Now, back to the young mother who had fallen prostrate before me and veiling. I bent towards her, unclenched her hands from my sandals, lifted her, and asked how I could help her. She cried loudly and said, ‘Father, come see my son, and do something to heal him”.
She dragged me into the ward and to the room where her son was lying in bed, extremely ill. Because of me, the Paediatric Registrar hurriedly came to the room as a gesture of respect and courtesy. Once the nurses calmed the women down, the Registrar spoke to me in English and explained that the boy was in an advanced stage of Bacterial Meningitis. He said the prognosis was bad. The boy had shown neurological damage, hearing loss, memory lapses, gait problems, seizures, and kidney failure, and the chances of his survival were slim.

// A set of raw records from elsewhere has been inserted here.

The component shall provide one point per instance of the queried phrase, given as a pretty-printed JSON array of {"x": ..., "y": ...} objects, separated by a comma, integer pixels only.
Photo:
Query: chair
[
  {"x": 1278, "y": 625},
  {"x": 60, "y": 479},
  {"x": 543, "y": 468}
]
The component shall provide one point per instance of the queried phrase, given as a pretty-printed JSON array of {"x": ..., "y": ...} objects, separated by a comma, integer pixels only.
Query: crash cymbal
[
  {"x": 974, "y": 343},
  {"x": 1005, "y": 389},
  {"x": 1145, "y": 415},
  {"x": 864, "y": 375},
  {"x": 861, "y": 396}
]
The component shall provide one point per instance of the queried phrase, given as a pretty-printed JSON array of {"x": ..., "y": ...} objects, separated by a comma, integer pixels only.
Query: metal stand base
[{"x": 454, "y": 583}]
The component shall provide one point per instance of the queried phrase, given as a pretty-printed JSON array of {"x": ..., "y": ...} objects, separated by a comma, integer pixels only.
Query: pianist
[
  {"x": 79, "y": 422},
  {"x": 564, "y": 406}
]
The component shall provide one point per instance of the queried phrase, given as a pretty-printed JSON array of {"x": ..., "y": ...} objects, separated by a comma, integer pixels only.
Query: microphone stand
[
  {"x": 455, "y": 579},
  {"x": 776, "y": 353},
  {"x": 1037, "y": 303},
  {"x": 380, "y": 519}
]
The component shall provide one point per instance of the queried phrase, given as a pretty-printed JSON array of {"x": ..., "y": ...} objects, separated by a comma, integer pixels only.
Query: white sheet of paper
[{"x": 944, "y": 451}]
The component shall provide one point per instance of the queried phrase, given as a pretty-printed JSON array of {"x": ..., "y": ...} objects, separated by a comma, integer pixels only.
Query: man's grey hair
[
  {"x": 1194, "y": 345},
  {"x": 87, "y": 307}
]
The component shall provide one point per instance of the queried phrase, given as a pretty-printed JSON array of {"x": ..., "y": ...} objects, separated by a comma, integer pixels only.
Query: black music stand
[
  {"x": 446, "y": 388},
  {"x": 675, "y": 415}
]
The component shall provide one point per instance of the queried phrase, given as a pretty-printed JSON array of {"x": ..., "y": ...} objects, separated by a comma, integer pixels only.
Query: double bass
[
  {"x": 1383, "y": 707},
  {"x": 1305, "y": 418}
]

The poor mother didn’t understand a word of what the Registrar told me but only knew that her son was dying. He was her only child, and she was a widow. Her husband had died of an accident two years ago, and now she was faced with the possibility of losing her only child. The woman was crying and inconsolable.
When the Registrar and the nurses had left the room, I explained to the woman that my father, too, was critically ill and that I would like to get to him soon after offering a prayer for the son. And I added that she also must pray without ceasing.
The woman gazed at me with a complete blankness on her face and asked me, " Prayer, WHAT is that, Father?” I said, “I will pray to God asking that He heals your son and that you, too, should pray for him.” The woman replied, “Father, I am a Buddhist, and I do not know how to pray.”